Every Friday I played games with my kids. In their school, they don’t get to do things like that. They sit in a classroom for 3 hours, have a 20 minute recess break, and then sit in another classroom for 2 more hours. So I decided to switch it up and play Bingo and Uno with them. They absolutely loved it. To see the joy on their faces when I said we were going to play games today made my heart so happy. They were having fun while still learning English and this was good for them. At weeks 5 and 6 they started asking me and the other English teacher to play soccer with them at recess, and man are they good at soccer. They loved watching someone like me, (who doesn’t play soccer/hates running) run back and forth on a big field trying to kick a little ball in between 2 wooden posts.

Saying Goodbye

On our last day of teaching, my co-teacher and I decided to spend the whole day playing soccer with the kids. The smiles that filled their faces when we told them we were playing soccer all day for the last day was amazing. But then there came the frowns and the kids saying “No! Don’t leave!” It broke my heart to know that these 30 kids had liked me so much that they didn’t want me to leave. That was definitely something special. I’ve never gotten that many hugs in one day. They all kept asking me if I was coming back next year and it hurt to say yes because next year I plan to come with the church, and won’t be teaching.  but I promised to come visit.

Connecting with Others

My experience of staying at the ranch for 6 weeks was definitely different than staying there for only 1 week. I got so close to the other interns by day 3. The language barrier was one of the hardest things to come by on the ranch. With only a handful of people working and living there that speak English, so my Spanish had to get used a lot more. The interns and I got really close to the physical therapists and guards that worked on the ranch.  They were interested in learning English and we were more than willing to learn more Spanish.  And they wanted to spend time with us. We had a set schedule for our days. We would go to school or do whatever our other jobs were, come back and eat lunch, take a nap, and at 4:30 be out on the soccer field ready to play. This was the same routine every single day. The relationships just kept growing from there.

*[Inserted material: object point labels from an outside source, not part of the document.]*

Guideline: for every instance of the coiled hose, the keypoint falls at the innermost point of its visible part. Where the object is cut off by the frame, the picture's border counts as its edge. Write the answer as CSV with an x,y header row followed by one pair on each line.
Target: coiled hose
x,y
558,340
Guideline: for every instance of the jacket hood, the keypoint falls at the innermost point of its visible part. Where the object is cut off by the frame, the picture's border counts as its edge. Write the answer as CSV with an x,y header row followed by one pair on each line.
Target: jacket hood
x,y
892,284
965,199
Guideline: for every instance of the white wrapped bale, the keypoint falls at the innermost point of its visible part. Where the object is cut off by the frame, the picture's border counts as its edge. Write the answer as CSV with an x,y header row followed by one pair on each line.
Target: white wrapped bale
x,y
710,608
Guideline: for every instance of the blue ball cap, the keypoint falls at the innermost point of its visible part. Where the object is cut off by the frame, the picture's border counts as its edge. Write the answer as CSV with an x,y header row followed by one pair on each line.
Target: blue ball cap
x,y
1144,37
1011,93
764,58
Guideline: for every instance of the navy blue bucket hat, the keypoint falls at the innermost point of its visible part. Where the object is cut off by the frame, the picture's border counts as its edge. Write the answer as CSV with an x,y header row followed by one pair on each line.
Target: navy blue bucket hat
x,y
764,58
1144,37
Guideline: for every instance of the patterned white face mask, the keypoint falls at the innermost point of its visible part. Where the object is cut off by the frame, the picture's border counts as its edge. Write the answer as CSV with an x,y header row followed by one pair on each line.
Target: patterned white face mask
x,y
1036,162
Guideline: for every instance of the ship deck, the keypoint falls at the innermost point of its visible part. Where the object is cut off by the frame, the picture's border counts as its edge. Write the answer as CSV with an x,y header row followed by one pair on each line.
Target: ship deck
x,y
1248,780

Saying goodbye was definitely the hardest part of the whole trip. We had gotten so close to each other and the staff at the ranch, that some of us discussed changing our flight and staying for another couple weeks. We had the trip of our lives and we were having to leave. I saw God work in so many ways when we were down there. He worked inside all of us as we went out into villages and taught. I personally am not much of a crier but on the last 2 days as we were leaving, the tears just all came out and wouldn’t stop. I knew that God had done something inside of me and changed me for the better. I can truly say, without a doubt, that this was the best trip of my life and I would go back in a heartbeat.